Canada's Justice System

Qu’est-ce qu’une infraction contre l’administration de la justice?

Une infraction contre l’administration de la justice est un type précis de violation de la loi. Ce type d’infraction est habituellement commis lorsque des conditions imposées avant la tenue d’un procès ou des peines associées à une déclaration de culpabilité précédente ne sont pas respectées. En voici des exemples : ne pas respecter les conditions d’une mise en liberté, ne pas comparaître en cour et ne pas se conformer à une ordonnance d’un tribunal.
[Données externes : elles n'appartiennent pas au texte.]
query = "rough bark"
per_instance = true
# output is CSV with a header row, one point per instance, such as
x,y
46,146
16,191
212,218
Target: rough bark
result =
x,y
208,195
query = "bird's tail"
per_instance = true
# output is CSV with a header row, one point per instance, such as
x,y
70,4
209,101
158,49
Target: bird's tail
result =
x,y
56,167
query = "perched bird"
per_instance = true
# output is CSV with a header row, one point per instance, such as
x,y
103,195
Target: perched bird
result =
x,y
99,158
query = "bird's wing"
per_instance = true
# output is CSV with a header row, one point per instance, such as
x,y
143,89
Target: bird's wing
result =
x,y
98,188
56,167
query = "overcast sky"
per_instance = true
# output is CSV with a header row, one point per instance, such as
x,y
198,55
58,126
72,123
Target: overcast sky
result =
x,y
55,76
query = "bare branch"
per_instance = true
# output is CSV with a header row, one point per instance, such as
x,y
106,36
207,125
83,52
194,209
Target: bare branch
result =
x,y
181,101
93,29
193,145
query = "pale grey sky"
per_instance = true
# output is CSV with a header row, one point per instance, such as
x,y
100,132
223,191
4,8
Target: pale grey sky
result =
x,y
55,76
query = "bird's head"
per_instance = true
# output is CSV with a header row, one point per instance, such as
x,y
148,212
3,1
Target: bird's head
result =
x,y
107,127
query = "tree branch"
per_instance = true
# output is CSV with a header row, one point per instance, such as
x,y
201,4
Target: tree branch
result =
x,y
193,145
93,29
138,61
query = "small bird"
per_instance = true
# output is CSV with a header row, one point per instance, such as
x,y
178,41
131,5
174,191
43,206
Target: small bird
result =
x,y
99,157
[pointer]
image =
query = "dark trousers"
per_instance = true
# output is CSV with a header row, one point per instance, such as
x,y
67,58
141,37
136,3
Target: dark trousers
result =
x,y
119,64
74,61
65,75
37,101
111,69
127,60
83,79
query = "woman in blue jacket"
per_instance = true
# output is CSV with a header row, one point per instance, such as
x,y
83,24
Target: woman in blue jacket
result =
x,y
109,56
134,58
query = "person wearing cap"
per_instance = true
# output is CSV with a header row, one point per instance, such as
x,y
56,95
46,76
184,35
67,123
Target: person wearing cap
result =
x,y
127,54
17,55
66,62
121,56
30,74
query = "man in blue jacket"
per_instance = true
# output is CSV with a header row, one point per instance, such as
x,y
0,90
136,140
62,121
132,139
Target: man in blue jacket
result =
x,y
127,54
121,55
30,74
Il est important d’établir une distinction entre les conditions visant expressément un accusé et les conditions imposées pour assurer la sécurité d’une victime ou de la société en général.

Le débat public concernant les infractions contre l’administration de la justice porte principalement sur le délinquant et l’accumulation des types de manquements aux conditions qui, en apparence ou dans les faits, n’ont pas d’incidence sur la victime, par exemple le défaut de comparaître en cour. Toutefois, dans toute discussion sur les infractions contre l’administration de la justice, il est important de se rappeler que les victimes peuvent aussi subir les conséquences des manquements aux conditions et qu’il faut tenir compte de leur bien-être. Un manquement à une ordonnance de non-communication ou à d’autres formes de conditions de protection peut certes avoir une incidence sur la victime, mais il faut également reconnaître que d’autres types de manquements, par exemple le fait de ne pas se présenter en cour, peuvent aussi avoir des répercussions sur la victime. La préparation à une comparution en cour est exigeante pour une victime, notamment sur le plan émotionnel. La victime doit se remémorer le crime et consacrer du temps à se préparer, ce qui peut l’obliger à s’absenter du travail et lui occasionner une perte de revenus. Quand une victime se prépare et prend congé inutilement, cela perturbe sa vie et ses émotions. De plus, le fait de ne pas se présenter en cour représente un fardeau pour le système de justice pénale, qui est déjà surchargé.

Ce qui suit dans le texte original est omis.